Selon un rapport publié en mars, DeepSeek a dépassé ChatGPT en matière de nouvelles visites mensuelles et est devenu l'outil d'IA à la croissance la plus rapide. Le rapport ajoute que DeepSeek a enregistré 524,7 millions de nouvelles visites en février 2025, contre les 500 millions pour ChatGPT. En outre, la part de marché de DeepSeek serait passée de 2,34 % à 6,58 % en février 2025, signe d'une acceptation croissante à l'échelle mondiale.
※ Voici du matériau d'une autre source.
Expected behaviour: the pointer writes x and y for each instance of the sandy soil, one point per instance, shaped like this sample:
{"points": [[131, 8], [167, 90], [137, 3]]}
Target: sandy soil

« Ce n'est pas juste un modèle, c'est un mouvement », a déclaré un défenseur de l'open source à propos de DeepSeek. Dans un climat où la course à l'IA est dominée par des entreprises, telles que Microsoft, OpenAI, Google, et Anthropic, l'apparition de DeepSeek est perçue comme une réplique communautaire, radicalement différente par sa philosophie : ouverture, collaboration, transparence. Malgré les craintes, DeepSeek suscite un grand engouement.
L'impact des douanes de Trump, l'un des points centraux du Forum économique
La réunion annuelle du Forum économique mondial à Tianjin, également connue sous le nom de « Davos d'été », a attiré des chefs d'entreprise et des dirigeants du monde entier. Le premier ministre singapourien, Lawrence Wong, et le premier ministre vietnamien, Pham Minh Chinh, devraient s'exprimer lors de cet événement de trois jours. Le premier ministre chinois, Li Qiang, devrait s'adresser à la conférence lors de la séance plénière d'ouverture, mercredi, et rencontrer les participants.
Malgré une trêve tarifaire négociée il y a un mois avec les États-Unis, les droits de douane américains restent élevés et un accord plus durable est toujours en suspens. Les analystes prévoient que la croissance du PIB tombera à 4,5 % cette année, ce qui est nettement inférieur à l'objectif officiel d'environ 5 %. Le PIB a augmenté de 5,4 % au premier trimestre.
« L'incertitude liée à la politique tarifaire des États-Unis est un facteur important qui pourrait entraîner une croissance négative du commerce mondial cette année », a déclaré Zhu à la presse en marge du forum. « L'ensemble de la chaîne industrielle commerciale a commencé à ralentir, les investissements ont commencé à s'arrêter, de sorte que l'impact est plus important que le taux tarifaire réel ».
Zhu a déclaré que les États-Unis verraient probablement l'inflation reprendre à partir du mois d'août, car il faut un certain temps pour que les droits de douane se répercutent sur l'économie et pour que les entreprises épuisent les stocks qu'elles ont accumulés avant que M. Trump n'augmente les droits de douane.
Selon Huang Yiping, membre du comité de politique monétaire de la banque centrale chinoise, le PIB de la Chine a probablement augmenté de plus de 5 % au deuxième trimestre, malgré les chocs venant de l'étranger. S'exprimant lors du forum de Tianjin, il a souligné les solides performances de l'économie en avril et en mai et les premiers signes positifs des indicateurs à haute fréquence en juin.
Conclusion : la Chine en mode accélération
La prévision de plus de 100 “DeepSeek” marque l’entrée de la Chine dans une phase d’industrialisation massive de l’intelligence artificielle. Ce tournant pourrait remodeler non seulement son économie, mais aussi redéfinir les équilibres technologiques mondiaux. Si elle parvient à concilier performance, accessibilité et innovation continue, la Chine pourrait bien devenir le moteur principal de l’IA générative dans les années à venir.
Mais cette course reste semée d’obstacles techniques et politiques. L’avenir dira si la quantité annoncée s’accompagne de la qualité espérée.